Non è un caso che il nostro programma elettorale parta con un riferimento esplicito alle problematiche ambientali che interessano il nostro Comune: la tutela della salute dei cittadini e la qualità dell'offerta turistica di Isola delle Femmine non possono non passare attraverso la protezione del litorale, la salubrità dell'aria e delle acque, la difesa e la promozione degli spazi verdi presenti nel territorio. Il nostro borgo marinaro, per le sue peculiarità geografiche e storico-monumentali, deve considerare il suo milieu una ricchezza oltre che una risorsa ed imparare a difenderlo e valorizzarlo.

La costituzione della Riserva Naturale Orientata e dell'Area Marina Protetta attorno all'isolotto, successi dell'Amministrazione Bologna, avrebbero dovuto fare da volano per lo sviluppo turistico della nostra comunità: da questi enti occorre partire per costruire una reale rete di promozione dell'immagine di Isola delle Femmine e attorno a questi vanno create strutture ricettive e progetti di fruizione consapevole del mare e della costa.

In questo contesto, il sostegno alla realizzazione di case-albergo può divenire valido strumento per la diversificazione delle soluzioni di soggiorno e la responsabilizzazione della proprietà immobiliare; inoltre una seria valorizzazione delle iniziative di turismo ecologico può garantire alternative reddituali sostenibili.

Il litorale deve rappresentare il fiore all'occhiello del Paese, un biglietto da visita da mostrare al turista anche aldilà della stagione estiva: indubbiamente i solarium realizzati in questi anni vanno ripensati, è scandaloso che le relative strutture vengano abbandonate da ottobre a maggio e soprattutto inammissibile che si trasformino in zone franche in cui tutto è lecito.

Le nuove generazioni vanno responsabilizzate tramite corsi di educazione all'ambiente che consentano agli isolani di riappropriarsi del loro territorio, di considerare le aree verdi come spazi di vivibilità, di sentirsi parte di un percorso di crescita comune.
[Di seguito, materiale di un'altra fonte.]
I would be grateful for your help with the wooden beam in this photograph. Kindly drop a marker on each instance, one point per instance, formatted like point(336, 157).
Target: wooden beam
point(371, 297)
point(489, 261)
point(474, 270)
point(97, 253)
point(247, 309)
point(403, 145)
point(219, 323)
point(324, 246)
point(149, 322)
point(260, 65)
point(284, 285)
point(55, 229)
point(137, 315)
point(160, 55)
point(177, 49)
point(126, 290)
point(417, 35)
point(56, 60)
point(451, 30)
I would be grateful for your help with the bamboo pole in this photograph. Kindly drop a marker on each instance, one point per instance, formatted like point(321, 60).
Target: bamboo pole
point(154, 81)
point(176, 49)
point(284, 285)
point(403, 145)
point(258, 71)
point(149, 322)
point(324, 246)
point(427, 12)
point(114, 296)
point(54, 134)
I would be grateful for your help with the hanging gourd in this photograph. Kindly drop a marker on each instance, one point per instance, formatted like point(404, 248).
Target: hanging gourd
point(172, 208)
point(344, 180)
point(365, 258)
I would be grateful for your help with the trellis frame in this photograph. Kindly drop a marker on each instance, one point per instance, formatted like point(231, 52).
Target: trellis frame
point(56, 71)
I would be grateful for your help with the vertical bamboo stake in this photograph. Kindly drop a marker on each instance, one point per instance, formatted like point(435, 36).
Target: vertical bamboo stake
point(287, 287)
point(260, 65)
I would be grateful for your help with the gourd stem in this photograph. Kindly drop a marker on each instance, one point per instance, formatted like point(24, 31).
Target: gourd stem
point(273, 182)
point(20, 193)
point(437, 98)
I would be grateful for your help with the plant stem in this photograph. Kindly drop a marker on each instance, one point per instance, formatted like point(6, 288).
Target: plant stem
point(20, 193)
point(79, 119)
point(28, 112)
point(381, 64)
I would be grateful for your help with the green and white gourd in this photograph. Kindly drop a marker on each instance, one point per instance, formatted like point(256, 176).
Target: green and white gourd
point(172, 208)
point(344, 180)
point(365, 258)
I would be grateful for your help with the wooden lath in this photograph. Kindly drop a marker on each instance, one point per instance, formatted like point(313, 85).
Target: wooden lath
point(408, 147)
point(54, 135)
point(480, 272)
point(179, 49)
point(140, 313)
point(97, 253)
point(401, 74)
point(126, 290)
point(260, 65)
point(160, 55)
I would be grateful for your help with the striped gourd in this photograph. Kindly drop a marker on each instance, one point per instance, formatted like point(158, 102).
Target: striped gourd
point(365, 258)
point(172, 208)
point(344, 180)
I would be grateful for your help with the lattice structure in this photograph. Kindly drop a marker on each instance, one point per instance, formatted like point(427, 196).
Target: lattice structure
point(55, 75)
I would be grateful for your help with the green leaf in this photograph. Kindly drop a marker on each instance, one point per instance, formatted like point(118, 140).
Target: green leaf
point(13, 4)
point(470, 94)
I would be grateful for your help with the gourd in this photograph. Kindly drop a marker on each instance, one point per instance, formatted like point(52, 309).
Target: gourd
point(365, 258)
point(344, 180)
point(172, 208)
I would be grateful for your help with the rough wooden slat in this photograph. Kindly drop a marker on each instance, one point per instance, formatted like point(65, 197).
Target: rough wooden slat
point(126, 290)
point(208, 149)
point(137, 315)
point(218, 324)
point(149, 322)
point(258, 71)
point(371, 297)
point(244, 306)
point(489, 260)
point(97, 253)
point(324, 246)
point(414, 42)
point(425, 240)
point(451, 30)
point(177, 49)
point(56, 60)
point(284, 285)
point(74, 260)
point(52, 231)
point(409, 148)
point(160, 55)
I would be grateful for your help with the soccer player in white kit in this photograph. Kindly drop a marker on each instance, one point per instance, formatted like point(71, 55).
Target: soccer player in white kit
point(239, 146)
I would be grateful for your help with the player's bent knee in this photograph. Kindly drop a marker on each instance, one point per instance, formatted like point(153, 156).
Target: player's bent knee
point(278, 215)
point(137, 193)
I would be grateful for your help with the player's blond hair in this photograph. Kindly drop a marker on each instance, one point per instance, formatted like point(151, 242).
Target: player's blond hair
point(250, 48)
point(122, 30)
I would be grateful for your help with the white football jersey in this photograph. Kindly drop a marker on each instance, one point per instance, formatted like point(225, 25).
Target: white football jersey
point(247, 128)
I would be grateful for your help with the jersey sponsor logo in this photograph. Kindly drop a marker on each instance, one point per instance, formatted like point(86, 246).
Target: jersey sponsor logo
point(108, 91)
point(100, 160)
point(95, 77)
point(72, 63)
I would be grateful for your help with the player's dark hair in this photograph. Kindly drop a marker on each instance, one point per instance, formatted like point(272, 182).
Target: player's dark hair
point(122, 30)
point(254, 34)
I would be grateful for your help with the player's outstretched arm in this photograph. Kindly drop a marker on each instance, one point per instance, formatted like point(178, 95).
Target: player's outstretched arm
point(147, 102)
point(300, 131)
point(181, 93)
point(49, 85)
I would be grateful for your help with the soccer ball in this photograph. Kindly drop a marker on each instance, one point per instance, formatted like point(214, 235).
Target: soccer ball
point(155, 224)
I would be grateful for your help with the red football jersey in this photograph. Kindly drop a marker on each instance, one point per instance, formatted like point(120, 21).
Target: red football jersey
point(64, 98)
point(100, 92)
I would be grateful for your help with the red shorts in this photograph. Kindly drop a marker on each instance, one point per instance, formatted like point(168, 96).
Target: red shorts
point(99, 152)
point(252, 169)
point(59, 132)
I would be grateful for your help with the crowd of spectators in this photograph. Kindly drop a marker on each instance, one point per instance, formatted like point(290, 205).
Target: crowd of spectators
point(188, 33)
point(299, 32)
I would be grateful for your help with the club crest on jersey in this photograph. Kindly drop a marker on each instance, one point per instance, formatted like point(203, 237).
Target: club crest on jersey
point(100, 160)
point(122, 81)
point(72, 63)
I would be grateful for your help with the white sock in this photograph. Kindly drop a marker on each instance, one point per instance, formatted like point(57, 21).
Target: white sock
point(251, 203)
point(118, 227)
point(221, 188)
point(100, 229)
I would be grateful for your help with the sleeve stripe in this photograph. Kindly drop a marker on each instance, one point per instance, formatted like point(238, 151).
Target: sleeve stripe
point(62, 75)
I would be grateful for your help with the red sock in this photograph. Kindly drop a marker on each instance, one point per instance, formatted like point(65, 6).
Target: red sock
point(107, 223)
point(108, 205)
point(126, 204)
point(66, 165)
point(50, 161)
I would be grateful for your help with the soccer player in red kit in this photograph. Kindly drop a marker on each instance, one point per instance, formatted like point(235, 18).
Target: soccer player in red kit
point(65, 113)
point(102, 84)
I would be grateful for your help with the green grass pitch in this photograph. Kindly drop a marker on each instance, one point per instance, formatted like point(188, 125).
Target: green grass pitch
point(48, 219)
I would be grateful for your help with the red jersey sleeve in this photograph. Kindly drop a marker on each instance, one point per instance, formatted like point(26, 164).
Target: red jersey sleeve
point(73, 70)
A questo occorre affiancare una progettualità moderna, che sappia cogliere i suggerimenti offerti dall'ingegneria ambientale trasformandoli in fatti concreti: in un'ottica siffatta muove la conversione del promontorio della Torre in Terra in parco pubblico e la creazione di una vasta area semipedonale in corrispondenza del Lungomare Vespucci, ideale percorso ciclabile di grande pregio naturalistico.

Nel rispetto dell'art. 32 della Costituzione e delle indicazioni del TUEL, il sindaco si farà carico della salvaguardia della salute dei propri concittadini vigilando in modo severo sul rispetto della normativa ambientale di origine comunitaria, nazionale e regionale da parte degli operatori industriali che fanno impresa a Isola delle Femmine. Si garantirà un costante monitoraggio della salute dell'aria, delle acque, del livello di inquinamento elettromagnetico e si realizzeranno stabili piattaforme di dialogo con le associazioni ambientaliste presenti, riferimento di sensibilità e competenza.
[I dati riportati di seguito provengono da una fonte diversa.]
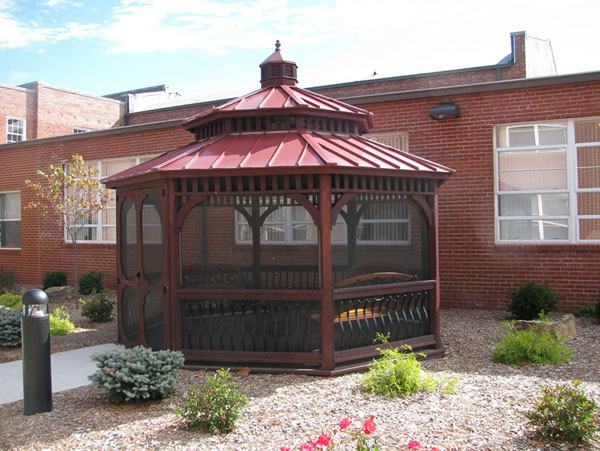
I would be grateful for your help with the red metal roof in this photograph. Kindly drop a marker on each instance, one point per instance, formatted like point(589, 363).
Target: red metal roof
point(291, 149)
point(285, 99)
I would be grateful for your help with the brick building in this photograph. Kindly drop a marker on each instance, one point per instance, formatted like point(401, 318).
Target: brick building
point(523, 205)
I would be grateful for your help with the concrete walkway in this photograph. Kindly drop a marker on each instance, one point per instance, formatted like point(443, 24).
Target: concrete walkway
point(70, 369)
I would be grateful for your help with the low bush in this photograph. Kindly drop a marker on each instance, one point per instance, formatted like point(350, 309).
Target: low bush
point(397, 372)
point(530, 299)
point(90, 282)
point(60, 322)
point(11, 301)
point(8, 281)
point(54, 279)
point(136, 374)
point(98, 308)
point(10, 327)
point(519, 347)
point(564, 414)
point(215, 406)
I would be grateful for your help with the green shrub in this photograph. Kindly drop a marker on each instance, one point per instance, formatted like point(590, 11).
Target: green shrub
point(564, 414)
point(11, 301)
point(90, 282)
point(8, 281)
point(397, 372)
point(10, 327)
point(98, 308)
point(215, 406)
point(530, 346)
point(54, 279)
point(136, 374)
point(60, 322)
point(587, 311)
point(530, 299)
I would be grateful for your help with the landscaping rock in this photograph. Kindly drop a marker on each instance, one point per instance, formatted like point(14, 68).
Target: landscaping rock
point(59, 294)
point(562, 328)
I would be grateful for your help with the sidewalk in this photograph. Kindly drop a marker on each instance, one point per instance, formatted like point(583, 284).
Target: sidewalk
point(70, 369)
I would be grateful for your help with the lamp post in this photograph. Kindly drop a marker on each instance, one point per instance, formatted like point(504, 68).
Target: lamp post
point(35, 331)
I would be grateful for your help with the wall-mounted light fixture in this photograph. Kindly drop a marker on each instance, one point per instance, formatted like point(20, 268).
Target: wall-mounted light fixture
point(445, 110)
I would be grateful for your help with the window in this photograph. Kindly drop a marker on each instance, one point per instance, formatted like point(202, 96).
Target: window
point(82, 130)
point(395, 139)
point(15, 129)
point(10, 220)
point(548, 182)
point(101, 227)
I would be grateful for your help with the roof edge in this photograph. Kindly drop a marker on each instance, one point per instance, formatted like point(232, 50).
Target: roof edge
point(95, 134)
point(504, 85)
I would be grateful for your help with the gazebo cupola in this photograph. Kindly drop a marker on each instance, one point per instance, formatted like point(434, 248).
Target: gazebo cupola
point(276, 70)
point(280, 239)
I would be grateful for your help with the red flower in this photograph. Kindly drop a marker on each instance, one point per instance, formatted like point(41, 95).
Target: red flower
point(369, 426)
point(324, 440)
point(345, 423)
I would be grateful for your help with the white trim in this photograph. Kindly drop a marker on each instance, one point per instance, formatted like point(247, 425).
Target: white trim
point(571, 189)
point(24, 135)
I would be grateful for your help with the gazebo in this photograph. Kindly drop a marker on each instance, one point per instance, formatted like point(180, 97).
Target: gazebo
point(280, 239)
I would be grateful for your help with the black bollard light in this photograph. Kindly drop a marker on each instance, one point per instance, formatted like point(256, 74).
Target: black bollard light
point(35, 337)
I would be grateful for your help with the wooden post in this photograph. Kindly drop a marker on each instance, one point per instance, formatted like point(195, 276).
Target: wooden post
point(327, 339)
point(434, 270)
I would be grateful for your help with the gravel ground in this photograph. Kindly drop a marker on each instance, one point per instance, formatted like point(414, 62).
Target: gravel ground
point(484, 413)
Rinascita Isolana: Si riparte!

La campagna elettorale è di fatto cominciata e sembrano ormai certi i nomi dei candidati a sindaco, ma mentre i nostri avversari sono impegnati a promettere la poltrona di vicesindaco a clown, nani e saltimbanchi, noi abbiamo inteso tradurre in progetti concreti le idee che abbiamo esposto nell'incontro del 23 dicembre scorso all'Hotel Saracen.
A partire da stasera il nostro blog proporrà un intero... alfabeto di impegni che intendiamo assumere nei confronti di noi stessi e dei nostri elettori, nel comune convincimento della necessità di riparare i disastri dell'Amministrazione Portobello e offrire a Isola delle Femmine e ai suoi cittadini una migliore qualità della vita e concrete prospettive di sviluppo.